The fingers tightened on his thigh again--more firmly than before.

"How about I come over afterward?"

"But your mother will--"

"Yeah. You're right; she will. Besides, what I got in mind, we won't want to get out of bed for a week."

The hand caressed his thigh. Fraser looked wistful. "I wish we--I wish we--could be more--open--about our relationship."

Ray's heart did a flip-flop. "Yeah, so do I."

He pulled into a parking spot near Fraser's apartment building; they looked at each other for a minute. More open about the relationship meant hurting people Ray just couldn't bear to hurt.
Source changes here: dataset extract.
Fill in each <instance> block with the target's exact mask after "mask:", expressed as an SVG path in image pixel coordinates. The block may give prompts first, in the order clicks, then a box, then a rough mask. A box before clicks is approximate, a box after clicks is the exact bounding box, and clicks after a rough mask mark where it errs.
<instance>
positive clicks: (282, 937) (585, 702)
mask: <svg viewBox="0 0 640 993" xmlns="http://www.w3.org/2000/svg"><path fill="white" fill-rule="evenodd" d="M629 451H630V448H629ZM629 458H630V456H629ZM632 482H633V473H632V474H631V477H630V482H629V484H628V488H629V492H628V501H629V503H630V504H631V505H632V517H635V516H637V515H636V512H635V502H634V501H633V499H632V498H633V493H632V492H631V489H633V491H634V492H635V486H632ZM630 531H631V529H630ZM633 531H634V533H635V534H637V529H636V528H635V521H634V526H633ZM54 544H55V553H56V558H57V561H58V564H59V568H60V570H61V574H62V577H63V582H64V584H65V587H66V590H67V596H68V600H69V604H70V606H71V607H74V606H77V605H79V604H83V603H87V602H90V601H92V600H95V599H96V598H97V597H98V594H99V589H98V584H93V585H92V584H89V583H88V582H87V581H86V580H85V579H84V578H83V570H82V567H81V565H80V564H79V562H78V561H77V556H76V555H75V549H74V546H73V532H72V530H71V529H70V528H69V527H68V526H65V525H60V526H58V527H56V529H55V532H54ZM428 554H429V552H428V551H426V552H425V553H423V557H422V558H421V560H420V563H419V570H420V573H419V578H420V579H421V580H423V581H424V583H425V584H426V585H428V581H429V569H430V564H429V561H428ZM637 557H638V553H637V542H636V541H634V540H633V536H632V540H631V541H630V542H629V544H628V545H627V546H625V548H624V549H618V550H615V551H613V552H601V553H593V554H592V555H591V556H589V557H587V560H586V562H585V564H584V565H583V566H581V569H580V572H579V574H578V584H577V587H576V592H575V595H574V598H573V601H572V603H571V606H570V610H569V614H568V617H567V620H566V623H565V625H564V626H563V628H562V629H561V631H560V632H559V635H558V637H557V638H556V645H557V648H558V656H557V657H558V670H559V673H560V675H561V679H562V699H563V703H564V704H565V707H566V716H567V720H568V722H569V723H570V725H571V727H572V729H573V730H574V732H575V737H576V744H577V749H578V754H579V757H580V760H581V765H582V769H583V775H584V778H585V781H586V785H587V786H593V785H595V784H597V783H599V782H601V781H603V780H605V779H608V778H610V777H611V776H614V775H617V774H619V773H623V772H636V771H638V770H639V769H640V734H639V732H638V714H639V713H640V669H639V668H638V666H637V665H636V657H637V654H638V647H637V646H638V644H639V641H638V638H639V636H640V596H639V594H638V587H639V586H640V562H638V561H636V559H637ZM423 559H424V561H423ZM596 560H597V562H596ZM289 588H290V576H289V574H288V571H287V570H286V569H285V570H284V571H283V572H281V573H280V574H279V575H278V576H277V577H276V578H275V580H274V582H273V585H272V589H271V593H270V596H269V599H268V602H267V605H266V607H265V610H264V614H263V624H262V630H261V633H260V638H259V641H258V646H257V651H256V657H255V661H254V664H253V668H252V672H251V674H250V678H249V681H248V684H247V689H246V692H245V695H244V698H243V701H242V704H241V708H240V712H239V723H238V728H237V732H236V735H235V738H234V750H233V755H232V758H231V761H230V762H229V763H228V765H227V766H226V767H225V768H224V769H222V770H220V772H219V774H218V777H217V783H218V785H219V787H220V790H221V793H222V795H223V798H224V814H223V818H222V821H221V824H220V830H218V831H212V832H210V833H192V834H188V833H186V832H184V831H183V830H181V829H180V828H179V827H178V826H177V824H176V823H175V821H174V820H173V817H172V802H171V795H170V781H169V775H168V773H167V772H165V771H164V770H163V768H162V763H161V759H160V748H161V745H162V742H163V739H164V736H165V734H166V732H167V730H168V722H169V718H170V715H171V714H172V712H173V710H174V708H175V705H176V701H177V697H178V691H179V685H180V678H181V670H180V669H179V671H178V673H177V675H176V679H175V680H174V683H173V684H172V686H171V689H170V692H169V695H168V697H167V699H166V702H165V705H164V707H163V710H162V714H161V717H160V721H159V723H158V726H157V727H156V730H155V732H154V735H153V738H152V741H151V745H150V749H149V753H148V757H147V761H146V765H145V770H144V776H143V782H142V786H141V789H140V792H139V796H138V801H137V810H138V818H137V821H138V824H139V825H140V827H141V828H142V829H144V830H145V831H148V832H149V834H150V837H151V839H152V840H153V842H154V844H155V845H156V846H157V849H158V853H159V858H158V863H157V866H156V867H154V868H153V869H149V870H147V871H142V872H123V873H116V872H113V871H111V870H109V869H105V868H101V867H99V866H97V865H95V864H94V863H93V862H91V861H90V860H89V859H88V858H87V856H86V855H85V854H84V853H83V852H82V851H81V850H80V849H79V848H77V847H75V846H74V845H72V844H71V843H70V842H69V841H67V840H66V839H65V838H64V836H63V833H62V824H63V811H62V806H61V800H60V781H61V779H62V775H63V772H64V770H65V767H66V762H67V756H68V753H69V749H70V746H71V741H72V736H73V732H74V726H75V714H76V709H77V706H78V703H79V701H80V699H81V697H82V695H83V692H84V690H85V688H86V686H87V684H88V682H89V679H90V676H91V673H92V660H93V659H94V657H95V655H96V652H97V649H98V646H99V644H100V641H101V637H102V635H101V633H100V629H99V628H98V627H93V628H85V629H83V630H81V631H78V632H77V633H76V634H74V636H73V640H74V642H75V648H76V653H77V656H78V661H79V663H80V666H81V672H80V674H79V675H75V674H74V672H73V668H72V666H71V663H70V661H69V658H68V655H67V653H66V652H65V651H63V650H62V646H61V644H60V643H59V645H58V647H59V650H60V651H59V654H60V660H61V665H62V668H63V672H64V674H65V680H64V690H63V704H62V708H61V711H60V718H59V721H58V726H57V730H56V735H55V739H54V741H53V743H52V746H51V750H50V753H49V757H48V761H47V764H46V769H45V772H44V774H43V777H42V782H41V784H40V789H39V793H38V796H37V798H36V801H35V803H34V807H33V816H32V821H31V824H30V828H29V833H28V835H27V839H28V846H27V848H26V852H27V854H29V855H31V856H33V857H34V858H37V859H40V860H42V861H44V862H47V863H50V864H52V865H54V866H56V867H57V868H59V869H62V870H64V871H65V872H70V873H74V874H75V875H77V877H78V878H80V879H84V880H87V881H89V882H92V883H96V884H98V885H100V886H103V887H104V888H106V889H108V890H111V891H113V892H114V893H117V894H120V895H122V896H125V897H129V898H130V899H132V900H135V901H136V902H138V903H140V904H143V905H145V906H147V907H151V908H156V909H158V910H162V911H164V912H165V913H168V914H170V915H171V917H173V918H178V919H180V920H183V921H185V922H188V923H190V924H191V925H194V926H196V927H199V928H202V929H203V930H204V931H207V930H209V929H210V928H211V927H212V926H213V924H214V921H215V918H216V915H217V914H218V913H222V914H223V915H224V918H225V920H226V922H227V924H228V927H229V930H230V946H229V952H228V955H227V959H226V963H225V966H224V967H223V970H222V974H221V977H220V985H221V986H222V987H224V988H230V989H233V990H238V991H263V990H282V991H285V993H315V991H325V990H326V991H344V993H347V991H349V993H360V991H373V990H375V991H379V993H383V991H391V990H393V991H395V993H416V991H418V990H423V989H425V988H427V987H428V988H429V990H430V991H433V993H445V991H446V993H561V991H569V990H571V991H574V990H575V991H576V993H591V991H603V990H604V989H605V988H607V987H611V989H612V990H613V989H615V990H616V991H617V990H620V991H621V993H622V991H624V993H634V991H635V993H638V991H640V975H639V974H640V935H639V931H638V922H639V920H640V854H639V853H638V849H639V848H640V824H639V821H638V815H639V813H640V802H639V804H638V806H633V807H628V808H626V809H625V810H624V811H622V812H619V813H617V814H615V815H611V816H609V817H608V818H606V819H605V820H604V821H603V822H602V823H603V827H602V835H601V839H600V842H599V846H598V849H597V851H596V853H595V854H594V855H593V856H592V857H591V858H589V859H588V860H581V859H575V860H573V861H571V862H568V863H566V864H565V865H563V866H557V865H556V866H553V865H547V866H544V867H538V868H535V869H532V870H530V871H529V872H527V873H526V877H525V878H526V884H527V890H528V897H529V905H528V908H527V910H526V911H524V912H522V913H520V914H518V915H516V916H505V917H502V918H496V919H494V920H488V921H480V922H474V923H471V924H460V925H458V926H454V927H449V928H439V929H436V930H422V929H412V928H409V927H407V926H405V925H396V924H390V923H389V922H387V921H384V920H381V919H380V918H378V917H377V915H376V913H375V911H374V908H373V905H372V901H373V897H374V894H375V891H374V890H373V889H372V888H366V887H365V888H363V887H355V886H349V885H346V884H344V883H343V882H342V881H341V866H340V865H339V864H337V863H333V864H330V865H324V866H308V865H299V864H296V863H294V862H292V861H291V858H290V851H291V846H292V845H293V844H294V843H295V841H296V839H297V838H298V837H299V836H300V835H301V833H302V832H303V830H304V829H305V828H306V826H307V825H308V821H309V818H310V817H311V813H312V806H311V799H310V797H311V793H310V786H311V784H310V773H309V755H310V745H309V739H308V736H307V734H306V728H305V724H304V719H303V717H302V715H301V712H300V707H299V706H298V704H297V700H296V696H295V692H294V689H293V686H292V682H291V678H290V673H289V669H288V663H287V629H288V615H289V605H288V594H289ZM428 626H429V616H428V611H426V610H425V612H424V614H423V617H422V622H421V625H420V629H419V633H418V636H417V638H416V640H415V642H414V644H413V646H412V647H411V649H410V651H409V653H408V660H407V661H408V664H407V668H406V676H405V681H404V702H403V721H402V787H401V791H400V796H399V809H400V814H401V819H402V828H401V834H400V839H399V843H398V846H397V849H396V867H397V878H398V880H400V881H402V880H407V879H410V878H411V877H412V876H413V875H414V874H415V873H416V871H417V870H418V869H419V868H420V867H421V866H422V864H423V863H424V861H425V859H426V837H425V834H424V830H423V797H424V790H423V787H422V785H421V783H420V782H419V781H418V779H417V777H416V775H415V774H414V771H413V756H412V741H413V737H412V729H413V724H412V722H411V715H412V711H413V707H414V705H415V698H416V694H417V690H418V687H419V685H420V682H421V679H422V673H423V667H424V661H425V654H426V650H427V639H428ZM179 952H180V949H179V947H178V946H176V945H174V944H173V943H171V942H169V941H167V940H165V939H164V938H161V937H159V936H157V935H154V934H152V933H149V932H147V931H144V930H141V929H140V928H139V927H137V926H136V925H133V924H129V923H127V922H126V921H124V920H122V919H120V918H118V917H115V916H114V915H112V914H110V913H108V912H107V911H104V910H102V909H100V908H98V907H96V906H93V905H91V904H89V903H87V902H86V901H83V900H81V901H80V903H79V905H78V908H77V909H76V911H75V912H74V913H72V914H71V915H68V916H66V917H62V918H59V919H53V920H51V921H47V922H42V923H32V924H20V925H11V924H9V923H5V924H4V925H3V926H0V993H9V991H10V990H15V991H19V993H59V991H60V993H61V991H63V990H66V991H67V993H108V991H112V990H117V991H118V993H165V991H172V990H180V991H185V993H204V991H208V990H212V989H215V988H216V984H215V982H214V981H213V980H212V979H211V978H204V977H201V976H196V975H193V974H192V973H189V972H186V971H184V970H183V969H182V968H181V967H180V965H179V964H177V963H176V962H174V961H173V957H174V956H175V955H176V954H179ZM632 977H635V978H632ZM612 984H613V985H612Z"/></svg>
The hand patted his thigh. "Come up for coffee?"

Oh, yeah--he could come up for coffee.

Coffee took time, of course: all that water to heat. And waiting for water to heat, a guy had to find something to occupy his time. And his hands. And his mouth.

And so the next thing a guy knew, he was on the floor, pants to his knees, with Fraser under him, clutching his ass and gasping "Ray" and "yes" and "there" and "oh" while his cock slid against a hot, naked belly softer than any rose petal and he did some clutching and gasping of his own and all the water in the pan boiled clean away.

Fraser's gentle thoroughness cleaning Ray's belly and cock afterward with a wet washcloth was almost foreplay all over again. Ray reached for the back of Fraser's neck, brought his mouth down for a kiss that could have ignited a dead sun. Damn, he loved coffee.

Somehow it wasn't quite the same beverage later on that night at Aunt Ina's house.